# What is this quilt pattern called? Picture heavy



## grannygardner (May 4, 2005)

I bought this full size quilt at Goodwill today and am wondering what the pattern is called.


----------



## tallpines (Apr 9, 2003)

I don't know the name of the pattern but I'm thinking it looks very much like one I bought from Penney's about 15 years ago.

It was one of those special sales where you could buy any size you needed for $29.99.


----------



## DW (May 10, 2002)

looks like ohio star but not sure.


----------



## sewing nana (Oct 18, 2002)

DW said:


> looks like ohio star but not sure.


 Thats what I think. No sure of one. enjoy...


----------



## grannygardner (May 4, 2005)

Thanks for the replies. I'm going to check some quilt pattern sites to see if I can find it. I'd like to try a lap quilt in that pattern. 
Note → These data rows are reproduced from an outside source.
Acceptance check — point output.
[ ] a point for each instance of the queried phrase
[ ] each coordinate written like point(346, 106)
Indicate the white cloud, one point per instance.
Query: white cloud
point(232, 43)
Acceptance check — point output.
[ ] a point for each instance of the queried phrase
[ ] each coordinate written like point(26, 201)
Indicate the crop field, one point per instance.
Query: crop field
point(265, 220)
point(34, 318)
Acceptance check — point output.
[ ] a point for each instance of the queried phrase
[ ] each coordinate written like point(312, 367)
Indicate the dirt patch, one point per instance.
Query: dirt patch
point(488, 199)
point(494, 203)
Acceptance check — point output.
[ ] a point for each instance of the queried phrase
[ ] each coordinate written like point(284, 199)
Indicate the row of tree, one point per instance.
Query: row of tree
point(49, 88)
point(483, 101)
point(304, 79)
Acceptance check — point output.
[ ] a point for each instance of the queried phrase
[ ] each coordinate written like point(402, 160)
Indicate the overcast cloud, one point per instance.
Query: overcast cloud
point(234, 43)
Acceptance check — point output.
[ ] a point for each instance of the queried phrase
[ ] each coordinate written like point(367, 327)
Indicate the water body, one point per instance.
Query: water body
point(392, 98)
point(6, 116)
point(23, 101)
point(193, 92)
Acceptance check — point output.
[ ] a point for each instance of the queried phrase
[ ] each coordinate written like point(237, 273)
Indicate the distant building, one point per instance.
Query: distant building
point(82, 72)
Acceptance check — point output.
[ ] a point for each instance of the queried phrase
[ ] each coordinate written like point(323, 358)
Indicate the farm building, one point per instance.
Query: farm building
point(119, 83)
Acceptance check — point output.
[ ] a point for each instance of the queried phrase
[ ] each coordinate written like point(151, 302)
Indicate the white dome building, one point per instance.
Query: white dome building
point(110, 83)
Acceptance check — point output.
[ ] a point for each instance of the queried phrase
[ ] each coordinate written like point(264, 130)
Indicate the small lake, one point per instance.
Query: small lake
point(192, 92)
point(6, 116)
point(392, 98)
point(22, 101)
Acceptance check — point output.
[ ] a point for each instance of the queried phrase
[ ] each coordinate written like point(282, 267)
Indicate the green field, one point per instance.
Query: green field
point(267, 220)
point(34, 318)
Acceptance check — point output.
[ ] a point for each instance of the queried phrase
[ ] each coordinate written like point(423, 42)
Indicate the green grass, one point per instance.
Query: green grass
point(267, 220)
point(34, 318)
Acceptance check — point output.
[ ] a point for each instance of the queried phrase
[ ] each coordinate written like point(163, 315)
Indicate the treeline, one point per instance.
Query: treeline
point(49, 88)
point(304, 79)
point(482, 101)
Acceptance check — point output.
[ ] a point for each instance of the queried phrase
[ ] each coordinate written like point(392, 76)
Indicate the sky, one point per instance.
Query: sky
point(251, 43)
The quilt is hand quilted, still has lots of loft and in perfect shape. With a $4.99 price tag I couldn't pass it up. With my 30% senior discount off the $4.99 I was even happier.


----------



## Delrio (Mar 11, 2007)

What a great deal granny and a beautiful quilt too!


----------



## Calico Katie (Sep 12, 2003)

Congratulations on a real find! It looks like a variation of a couple of different patterns. You might browse through this block library and see if you find something similar. The star pattern is a simple Lemoyne Star or 8 Point Star.

http://www.quiltblocklibrary.com/search.php


----------



## BusyBees2 (Dec 10, 2004)

The second one is a Lemoyne Star.

I'm not sure of the first.


----------



## grannygardner (May 4, 2005)

Thanks for the link Calico Katie. I love the star pattern but there are sure a lot of little triangles in it. 

I washed the quilt this morning and it is so pretty. It feels as if the batting is good quality batting. Now I'll be looking for some trim to put on a couple of pillow cases to go with the quilt. I don't use shams so much, just pretty pillow cases on the extra pillows on the bed.


----------